For the Panchmel Dal
Ingredients
2 tbsp Split Bengal Grams (Chana Dal)
2 tbsp Yellow Split Dal (Tuvar Dal)
2 tbsp  Split Green Gram (Moong Dal)
2 tbsp Split black Dal (Urid Dal)
2 tbsp Pink lentils (Massor Dal)
1/4 tsp Turmeric powder
1/2 tsp Coriander Powder
1/4 tsp Chilli powder
1/2 tsp Garam Masala powder
1/2 tsp Dry Mango powder
Salt to taste
1/2 tsp Cumin seeds
2 Bay leaves
2 Cloves
1 small Cinnamon stick
1 Red dry Chilli
2 Pinch of Asafoetida
1 Green Chilli slit
1/4 tsp Ginger grated
1/2 tbsp Ghee

Method
Clean and wash the dals, soak it for 30 minutes.
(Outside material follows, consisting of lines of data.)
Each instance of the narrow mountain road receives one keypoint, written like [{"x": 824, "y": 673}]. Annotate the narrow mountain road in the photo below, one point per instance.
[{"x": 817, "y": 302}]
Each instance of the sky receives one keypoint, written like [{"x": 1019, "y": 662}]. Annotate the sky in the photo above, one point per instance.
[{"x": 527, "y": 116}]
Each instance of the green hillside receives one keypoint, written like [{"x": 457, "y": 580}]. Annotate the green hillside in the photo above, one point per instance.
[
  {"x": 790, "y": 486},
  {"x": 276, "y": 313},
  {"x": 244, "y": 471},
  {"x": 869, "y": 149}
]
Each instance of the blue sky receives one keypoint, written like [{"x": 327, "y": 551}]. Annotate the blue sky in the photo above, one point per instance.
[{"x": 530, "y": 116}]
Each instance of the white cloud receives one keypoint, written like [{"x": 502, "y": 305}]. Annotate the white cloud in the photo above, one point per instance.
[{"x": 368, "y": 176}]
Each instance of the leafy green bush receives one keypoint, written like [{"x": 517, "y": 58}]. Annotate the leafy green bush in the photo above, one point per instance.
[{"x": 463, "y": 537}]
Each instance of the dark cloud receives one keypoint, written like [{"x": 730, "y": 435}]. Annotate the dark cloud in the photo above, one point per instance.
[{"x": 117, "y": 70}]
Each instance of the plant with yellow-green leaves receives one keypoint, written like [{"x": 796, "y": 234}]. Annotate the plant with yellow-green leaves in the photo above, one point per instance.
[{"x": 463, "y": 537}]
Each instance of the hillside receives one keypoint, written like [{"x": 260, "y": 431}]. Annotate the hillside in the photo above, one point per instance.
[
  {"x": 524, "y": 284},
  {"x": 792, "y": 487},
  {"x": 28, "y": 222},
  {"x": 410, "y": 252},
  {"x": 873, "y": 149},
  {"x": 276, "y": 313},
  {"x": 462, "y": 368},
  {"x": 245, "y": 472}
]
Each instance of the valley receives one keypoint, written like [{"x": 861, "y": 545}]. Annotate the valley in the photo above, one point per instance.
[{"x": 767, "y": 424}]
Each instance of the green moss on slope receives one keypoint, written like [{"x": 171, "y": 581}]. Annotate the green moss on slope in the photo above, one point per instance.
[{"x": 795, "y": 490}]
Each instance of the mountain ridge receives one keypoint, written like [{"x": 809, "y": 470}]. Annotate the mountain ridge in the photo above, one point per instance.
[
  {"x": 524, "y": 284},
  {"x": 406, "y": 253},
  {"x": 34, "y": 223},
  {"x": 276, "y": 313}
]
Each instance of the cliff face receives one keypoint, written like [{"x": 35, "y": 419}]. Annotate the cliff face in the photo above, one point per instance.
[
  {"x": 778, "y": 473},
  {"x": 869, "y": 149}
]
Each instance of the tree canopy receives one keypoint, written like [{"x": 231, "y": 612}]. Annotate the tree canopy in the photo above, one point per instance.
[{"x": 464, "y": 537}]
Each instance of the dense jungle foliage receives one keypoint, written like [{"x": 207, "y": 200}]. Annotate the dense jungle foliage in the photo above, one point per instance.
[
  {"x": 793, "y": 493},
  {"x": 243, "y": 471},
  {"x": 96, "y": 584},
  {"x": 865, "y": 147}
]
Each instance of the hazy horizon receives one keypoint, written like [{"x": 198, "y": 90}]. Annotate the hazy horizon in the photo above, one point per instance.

Add 3 cups of water and pressure cook it. Give 3 to 4 whistles. Once the pressure releases, open the cooker. Add turmeric powder, garam masala powder, coriander powder, dry mango powder, 1/4 tbsp ghee, ginger and green chilli in the dal. Mix it. Add the water if required. Simmer on low heat for 20 minutes.  Heat rest of the ghee in a pan, add cumin seeds, bay leaves, cloves, cinnamon, red chilli, let the cumin seed crackle. Add asafoetida and red chilli powder. Add 1 tbsp of water in the seasoning to avoid burning of chilli powder, cook for few seconds. Add the seasoning in the dal. Simmer for 2 minute more. Serve with the Batis.


For the Bati
Ingredients
1 cup Whole Wheat Flour
1/2 cup Semolina
1 tbsp Bengal Gram Flour
1/4 tsp Carom seeds
1/2 cup Milk
Pinch of Baking Powder
Salt to taste
1/2 tbsp  + 1/2 tbsp Melted Ghee

Method
In a mixing bowl, Mix all the dry ingredients and mix it. Add 1/2 tbsp of ghee, rub the flour with the help of the Palm. Add milk, and water if required little at a time. Knead it into a firm dough. Knead well for 5 minutes. Divide the dough into equal portions and shape each portion into an even sized round balls. Flatten the rounds lightly using your thumb to make an indentation in the centre of the ball. Arrange the baatis on a baking tray. Brush ghee on the Batis. Bake in a pre-heated oven at 180 degrees Celcius for 40 minutes turning it over occasionally. Brush ghee on the Batis break each baati into pieces and pour hot panchmel dal over the baatis.


For the Churma
Ingredients
1/2 cup Whole Wheat Flour
2 tbsp Fine Samolina
Pinch of salt
2 tbsp Powder sugar or more as required for sweetness
2 pinch Cardamon powder
1 tsp Almond Flakes
1/4 or more Milk
1/4 tbsp + 1 tsp Melted Ghee

Method
In a mixing bowl, mix whole wheat flour, Simolina and salt. Add 1/4 tbsp ghee, mix it. Add milk little at a time and make a firm dough. Knead it for 5 minutes. Make equal portion of the dough, brush the churmas with ghee, bake it at 180 degrees Celcius for 40 minutes turning it occasionally till brown on both the sides.  Cool the churmas, blend the churmas in a blender, add powder sugar, Cardomom powder and the remaining ghee and mix it. Add the almond flakes for garnishing.
P.S. I have baked the Churmas along with the Batis...
Please use melted ghee according to the measurement to reduce the quantity of ghee used while brushing.